Pregnancy
Pregnancy-associated gingivitis
The changes in hormone levels and to the immune response associated with pregnancy have been implicated in the development or worsening of gingivitis. In most patients this can be managed with adequate oral hygiene, but more severe cases of gingival enlargement may require further professional care. Most cases will resolve after delivery of the baby, although breastfeeding can extend the duration of the condition. Note that long periods in the prone position are not advised during pregnancy. Therefore, long periods lying flat in a dental chair should be avoided in the third trimester, where possible.
Provide personalised oral hygiene advice and instruction to assist and encourage the patient to improve their oral hygiene skills as well as their understanding of the value of good self-care routines (see Oral hygiene).
Remove supragingival plaque, calculus and subgingival deposits using an appropriate method. Highlight to the patient areas where supragingival deposits are detected.
- Patients with pregnancy gingivitis may require additional care and more frequent recall visits during pregnancy.
Strongly encourage and support smoking cessation if the patient smokes (see Smoking cessation).
Ensure that local plaque retentive factors are corrected - for example, remove overhanging restorations or alter denture design.
Explain to the patient that the condition is likely to resolve once the baby is born or following the cessation of breastfeeding, assuming the patient’s oral hygiene is adequate.
Re-assess at a future visit to determine whether the gingivitis has resolved.
Where large gingival overgrowths do not respond to non-surgical treatment, either excise the overgrowth or refer the patient to secondary care.
Periodontitis in pregnancy
Periodontal treatment during pregnancy is considered safe and should be provided when required.103
While periodontitis has been linked with adverse pregnancy outcomes, such as pre-term birth and low birth weight, the exact nature of the relationship remains unclear.
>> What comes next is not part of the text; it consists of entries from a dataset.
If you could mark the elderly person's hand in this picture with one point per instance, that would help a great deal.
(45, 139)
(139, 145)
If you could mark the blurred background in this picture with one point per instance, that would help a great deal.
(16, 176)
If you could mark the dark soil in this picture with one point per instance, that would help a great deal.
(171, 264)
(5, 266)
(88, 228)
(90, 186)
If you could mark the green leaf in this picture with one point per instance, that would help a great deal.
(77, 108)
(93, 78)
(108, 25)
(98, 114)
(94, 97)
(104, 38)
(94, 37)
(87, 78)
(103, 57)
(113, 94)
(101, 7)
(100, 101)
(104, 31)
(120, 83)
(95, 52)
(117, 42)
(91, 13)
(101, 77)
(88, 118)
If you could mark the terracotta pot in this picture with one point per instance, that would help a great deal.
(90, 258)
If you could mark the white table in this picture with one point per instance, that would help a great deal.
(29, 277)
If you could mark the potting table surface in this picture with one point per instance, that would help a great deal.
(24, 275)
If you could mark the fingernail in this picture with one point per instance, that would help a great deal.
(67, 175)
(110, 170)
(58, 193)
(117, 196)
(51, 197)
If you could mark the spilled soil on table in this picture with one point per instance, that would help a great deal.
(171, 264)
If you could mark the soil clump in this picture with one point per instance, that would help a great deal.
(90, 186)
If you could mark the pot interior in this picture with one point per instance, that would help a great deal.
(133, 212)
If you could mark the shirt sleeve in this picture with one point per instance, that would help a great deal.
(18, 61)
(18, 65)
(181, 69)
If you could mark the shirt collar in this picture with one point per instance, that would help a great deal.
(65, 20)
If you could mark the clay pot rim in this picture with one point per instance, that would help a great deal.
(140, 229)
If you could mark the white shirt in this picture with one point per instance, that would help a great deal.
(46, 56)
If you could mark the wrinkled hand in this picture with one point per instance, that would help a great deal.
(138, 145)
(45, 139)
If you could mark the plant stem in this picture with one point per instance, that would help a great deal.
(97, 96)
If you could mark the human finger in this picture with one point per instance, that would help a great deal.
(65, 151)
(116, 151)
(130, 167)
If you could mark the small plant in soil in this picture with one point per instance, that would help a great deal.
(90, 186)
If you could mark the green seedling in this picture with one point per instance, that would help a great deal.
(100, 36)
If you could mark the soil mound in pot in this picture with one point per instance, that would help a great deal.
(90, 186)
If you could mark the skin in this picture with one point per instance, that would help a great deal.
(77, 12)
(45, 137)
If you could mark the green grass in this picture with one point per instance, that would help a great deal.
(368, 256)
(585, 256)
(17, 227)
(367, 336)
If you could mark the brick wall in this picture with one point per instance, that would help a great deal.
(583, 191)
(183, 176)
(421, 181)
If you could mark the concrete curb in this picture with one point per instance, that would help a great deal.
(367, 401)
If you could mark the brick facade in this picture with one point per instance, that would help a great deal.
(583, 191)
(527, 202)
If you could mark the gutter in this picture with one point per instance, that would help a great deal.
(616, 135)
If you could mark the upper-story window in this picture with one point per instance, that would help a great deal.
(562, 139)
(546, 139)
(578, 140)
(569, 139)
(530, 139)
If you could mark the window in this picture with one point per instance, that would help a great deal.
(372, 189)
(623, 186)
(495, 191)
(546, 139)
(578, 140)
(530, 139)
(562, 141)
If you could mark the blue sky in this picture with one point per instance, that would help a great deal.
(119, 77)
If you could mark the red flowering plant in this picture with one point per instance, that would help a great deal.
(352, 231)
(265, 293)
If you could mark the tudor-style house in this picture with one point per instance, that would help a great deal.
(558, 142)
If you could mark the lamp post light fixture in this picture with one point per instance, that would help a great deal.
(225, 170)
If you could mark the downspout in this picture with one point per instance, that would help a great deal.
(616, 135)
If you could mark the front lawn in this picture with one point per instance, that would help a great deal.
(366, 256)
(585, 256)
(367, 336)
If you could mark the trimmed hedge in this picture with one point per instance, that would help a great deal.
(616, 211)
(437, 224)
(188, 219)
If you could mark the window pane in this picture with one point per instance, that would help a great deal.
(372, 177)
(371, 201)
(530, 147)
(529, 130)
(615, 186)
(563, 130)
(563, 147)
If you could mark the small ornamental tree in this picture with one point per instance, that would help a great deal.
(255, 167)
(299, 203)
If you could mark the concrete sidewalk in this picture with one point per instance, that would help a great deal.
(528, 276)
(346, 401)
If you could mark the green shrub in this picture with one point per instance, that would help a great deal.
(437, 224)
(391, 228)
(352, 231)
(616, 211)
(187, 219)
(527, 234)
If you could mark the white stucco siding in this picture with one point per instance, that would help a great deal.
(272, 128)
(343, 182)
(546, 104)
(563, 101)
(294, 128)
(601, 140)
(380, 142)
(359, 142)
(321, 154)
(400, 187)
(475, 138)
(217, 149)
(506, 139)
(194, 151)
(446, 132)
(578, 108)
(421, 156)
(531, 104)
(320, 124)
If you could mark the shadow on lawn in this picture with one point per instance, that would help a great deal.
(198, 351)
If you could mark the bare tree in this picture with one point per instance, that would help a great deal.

Studies to determine if periodontal treatment leads to improved pregnancy outcomes have been performed but several systematic reviews have found a lack of evidence that treatment to control periodontal disease is of benefit.104, 105 The recent European Federation of Periodontology (EFP) Treatment of stage IV periodontitis: The EFP S3 level clinical practice guideline9 states that it is unclear whether treatment of periodontitis during pregnancy reduces pre-term births (<37 weeks) or reduces other adverse pregnancy outcomes. Overall, there is insufficient evidence to determine if treatment of periodontitis in patients who are pregnant improves pregnancy outcomes.
Note that long periods in the prone position are not advised during pregnancy. Therefore, long periods lying flat in a dental chair should be avoided in the third trimester, where possible.
For patients with a diagnosis of periodontitis who are planning to become pregnant, discuss with them the association between pregnancy and periodontitis.
- Encourage these patients to have periodontal treatment and to aim for periodontal stability before becoming pregnant.
- Strongly encourage and support smoking cessation if the patient smokes (see Smoking cessation).
Provide support before and during pregnancy to help the patient maintain good oral hygiene and to control oral inflammation (see Oral hygiene).
Provide non-surgical periodontal care where required, ideally during the second trimester.
- Periodontal treatment is considered safe in pregnancy and should be provided when required.
- Reassure the patient that periodontal treatment is safe for both mother and baby during pregnancy.
Once the baby is born, continue to provide periodontal care, where required.